Le mythe du Gothard : la Suisse forteresse

« Canon de 8,4 cm sur affût à pivot central (dit «à crinoline») dans le voisinage immédiat du fort Bäzberg. En arrière, le village de Hospenthal et la route du Saint-Gotthard », photographe inconnu, Walter Lüem, « Les origines de la fortification du Saint-Gothard : "Qui tient le Saint-Gothard, tient la Suisse" », in : Revue Militaire Suisse 137 (1992), fasc. 5, pp. 35-41, © Revue militaire suisse © Revue militaire suisse, photo : p. 38
Un canon près du fort Bäzberg faisant face à Hospental et au Gothard, © Revue militaire suisse
En 1940, le massif du Gothard devint la position centrale, géographique et psychologique, autour de laquelle l'armée suisse concentra la défense de l'espace alpin suite à son encerclement par les puissances de l'Axe. Politiquement, ce repli dans le Réduit national n'allait pas de soi ; il fut pourtant bien accepté par la population. Selon Hans Senn (1918-2007), officier de carrière et historien militaire, le Réduit national déploya en 1942 « son plein effet, grâce à la diminution de la menace du côté des puissances de l'Axe, de l'achèvement des fortifications et de la coopération économique avec l'Allemagne et l'Italie. (sic) »

Mais le Réduit national n'aura de véritable impact sur les mentalités que bien plus tard. Selon Senn, il ne devient mythe national que dans l'après-guerre.

Se préparer à défendre le pays impliquait de miner le Gothard et d'autres voies de communication stratégiques. En cas d'attaque, il fallait pouvoir les rendre impraticables. « Intacte, la ligne du Gothard est un maillon important dans l'échange de marchandises entre les puissances de l'Axe, l'Allemagne et l'Italie, mais aussi une assurance pour la Suisse. » (Haudenschild (2007), p. 8)
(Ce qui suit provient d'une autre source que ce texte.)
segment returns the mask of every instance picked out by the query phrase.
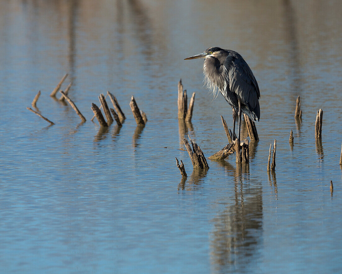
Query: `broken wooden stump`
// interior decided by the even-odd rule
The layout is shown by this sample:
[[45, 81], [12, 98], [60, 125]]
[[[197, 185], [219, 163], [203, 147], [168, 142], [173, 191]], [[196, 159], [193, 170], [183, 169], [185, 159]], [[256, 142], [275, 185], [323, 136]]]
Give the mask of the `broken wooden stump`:
[[101, 111], [100, 110], [100, 109], [98, 108], [97, 106], [93, 103], [91, 103], [91, 110], [93, 111], [94, 115], [97, 119], [100, 125], [101, 126], [108, 126], [108, 125], [103, 117], [103, 115], [102, 115], [102, 113], [101, 112]]
[[120, 108], [118, 100], [116, 99], [116, 97], [108, 91], [106, 96], [106, 97], [107, 95], [109, 96], [109, 98], [110, 98], [110, 101], [111, 101], [112, 103], [113, 104], [113, 106], [114, 107], [114, 109], [115, 110], [115, 112], [117, 114], [118, 116], [119, 116], [120, 122], [122, 124], [125, 119], [126, 119], [126, 117], [123, 112], [122, 112], [122, 111], [121, 110], [121, 108]]
[[136, 124], [144, 125], [145, 122], [144, 121], [144, 119], [143, 119], [143, 117], [141, 116], [140, 111], [136, 104], [134, 97], [133, 96], [131, 98], [131, 101], [130, 102], [129, 105], [131, 107], [131, 109], [132, 110], [132, 112], [133, 113], [134, 118], [135, 119]]
[[111, 114], [113, 114], [113, 117], [114, 117], [114, 120], [115, 120], [115, 122], [116, 122], [117, 124], [120, 127], [122, 126], [122, 124], [121, 123], [121, 122], [120, 121], [120, 119], [119, 118], [119, 116], [118, 114], [116, 114], [115, 112], [115, 111], [113, 109], [110, 108], [110, 111], [111, 112]]
[[299, 96], [296, 100], [296, 110], [294, 112], [294, 118], [300, 120], [302, 119], [302, 111], [300, 109], [300, 97]]
[[192, 117], [194, 102], [195, 101], [195, 93], [193, 93], [189, 108], [187, 108], [187, 96], [186, 90], [183, 90], [182, 79], [178, 82], [178, 119], [185, 119], [186, 121], [191, 121]]
[[41, 114], [40, 114], [39, 113], [38, 113], [37, 111], [35, 111], [33, 109], [32, 109], [30, 108], [26, 108], [26, 109], [28, 109], [30, 111], [32, 111], [32, 112], [33, 112], [33, 113], [35, 113], [37, 115], [38, 115], [38, 116], [39, 116], [40, 117], [40, 118], [42, 118], [42, 119], [43, 119], [44, 120], [45, 120], [45, 121], [47, 121], [47, 122], [49, 122], [51, 125], [54, 125], [55, 124], [55, 123], [54, 123], [53, 122], [51, 122], [50, 120], [49, 120], [48, 119], [48, 118], [45, 118], [44, 116], [43, 116]]
[[177, 159], [177, 157], [175, 158], [177, 163], [177, 167], [179, 169], [182, 176], [183, 177], [187, 177], [188, 175], [186, 174], [186, 172], [185, 172], [185, 169], [184, 168], [184, 164], [183, 163], [183, 162], [182, 161], [182, 160], [181, 160], [181, 164], [180, 164], [178, 162], [178, 159]]
[[222, 121], [222, 123], [223, 125], [223, 128], [224, 128], [224, 131], [225, 132], [226, 135], [227, 135], [227, 138], [228, 138], [228, 142], [229, 143], [231, 143], [232, 141], [232, 134], [229, 132], [229, 130], [228, 129], [228, 127], [227, 126], [227, 123], [226, 123], [225, 120], [223, 119], [223, 117], [222, 115], [221, 115], [221, 120]]
[[[106, 98], [107, 98], [107, 96], [108, 96], [108, 94], [106, 95], [106, 96], [105, 96], [105, 99]], [[102, 108], [102, 105], [100, 105], [100, 107], [98, 108], [98, 109], [100, 109], [100, 110], [101, 110]], [[92, 122], [93, 122], [93, 120], [94, 120], [94, 119], [95, 119], [95, 117], [96, 117], [96, 116], [95, 115], [94, 115], [93, 116], [93, 117], [92, 118], [92, 119], [90, 119], [90, 121], [91, 121]]]
[[[68, 85], [68, 86], [66, 87], [66, 88], [65, 89], [65, 90], [64, 91], [64, 94], [66, 95], [67, 95], [69, 93], [69, 90], [70, 89], [70, 88], [71, 87], [71, 85], [73, 84], [73, 83], [70, 83]], [[60, 99], [58, 99], [58, 101], [61, 101], [62, 102], [64, 102], [65, 101], [65, 99], [64, 99], [64, 97], [63, 95], [61, 96], [61, 97], [60, 97]]]
[[32, 102], [31, 103], [31, 105], [32, 105], [34, 108], [37, 107], [36, 104], [37, 104], [37, 101], [38, 101], [38, 99], [39, 98], [40, 96], [40, 90], [38, 92], [38, 93], [37, 93], [37, 95], [35, 96], [35, 98], [33, 99], [33, 101], [32, 101]]
[[189, 156], [191, 159], [191, 162], [194, 167], [200, 169], [209, 169], [209, 166], [207, 162], [207, 160], [199, 146], [196, 143], [193, 142], [188, 135], [188, 136], [192, 145], [192, 149], [191, 149], [189, 142], [186, 138], [183, 139], [183, 141], [186, 148], [186, 150], [188, 151], [188, 153], [189, 153]]
[[69, 103], [70, 105], [71, 106], [71, 107], [74, 109], [74, 110], [76, 112], [76, 113], [77, 113], [77, 115], [79, 116], [80, 118], [81, 118], [81, 120], [82, 120], [82, 122], [86, 122], [87, 120], [86, 120], [86, 118], [84, 117], [84, 116], [82, 115], [82, 114], [81, 113], [80, 111], [78, 110], [78, 109], [77, 108], [77, 107], [76, 106], [76, 105], [75, 104], [75, 103], [72, 101], [70, 98], [68, 97], [68, 96], [66, 95], [65, 94], [63, 91], [61, 90], [60, 90], [60, 92], [63, 96], [64, 99], [67, 100], [68, 103]]
[[98, 97], [98, 100], [100, 100], [101, 103], [101, 106], [103, 110], [103, 112], [104, 112], [105, 115], [106, 115], [106, 118], [107, 120], [107, 124], [108, 126], [110, 125], [110, 124], [113, 122], [113, 118], [112, 118], [111, 115], [110, 114], [110, 111], [109, 110], [108, 108], [108, 105], [107, 104], [106, 100], [105, 99], [104, 96], [101, 94]]
[[[276, 150], [277, 149], [277, 140], [274, 139], [274, 143], [273, 144], [273, 154], [272, 155], [272, 163], [271, 163], [271, 148], [272, 147], [271, 144], [269, 146], [269, 154], [268, 155], [268, 162], [267, 165], [267, 171], [274, 171], [276, 167]], [[271, 164], [271, 165], [270, 164]]]
[[51, 97], [55, 97], [56, 96], [56, 94], [58, 92], [58, 91], [60, 90], [60, 89], [61, 88], [61, 86], [62, 85], [62, 84], [63, 84], [63, 82], [67, 77], [68, 74], [66, 73], [65, 75], [63, 76], [62, 79], [60, 81], [60, 82], [58, 83], [58, 85], [57, 85], [57, 86], [54, 89], [52, 90], [52, 92], [51, 92], [51, 94], [50, 94], [50, 96]]
[[341, 145], [341, 155], [340, 157], [340, 165], [342, 166], [342, 145]]
[[244, 113], [244, 117], [246, 123], [246, 126], [247, 130], [248, 132], [248, 136], [251, 141], [258, 141], [259, 140], [258, 132], [256, 131], [256, 127], [254, 121], [252, 121], [247, 115]]
[[213, 154], [209, 159], [211, 160], [221, 160], [226, 159], [235, 151], [233, 142], [229, 144], [222, 149]]
[[322, 139], [322, 120], [323, 118], [323, 111], [319, 109], [317, 111], [316, 122], [315, 124], [315, 138], [316, 140]]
La foi en l'invincibilité du Réduit national et donc de la Suisse ne reposait pas sur la supériorité militaire, mais sur la notion de sacrifice, suivant en cela le modèle du légendaire Arnold Winkelried : « La figure de Winkelried connut un regain de faveur au 20e siècle, dans le cadre de la défense spirituelle, comme symbole national de l'acceptation du sacrifice au nom de la liberté. » (Waser, in DHS)

Non seulement on ne démina pas les ouvrages d'art après 1945, mais le dispositif fut même renforcé pendant la Guerre froide. On ne procéda au « désarmement » qu'après la chute du Mur. Le 17 septembre 2014, on pouvait lire dans le 20 Minuten online : « Explosifs retirés du dernier pont sur le Rhin ».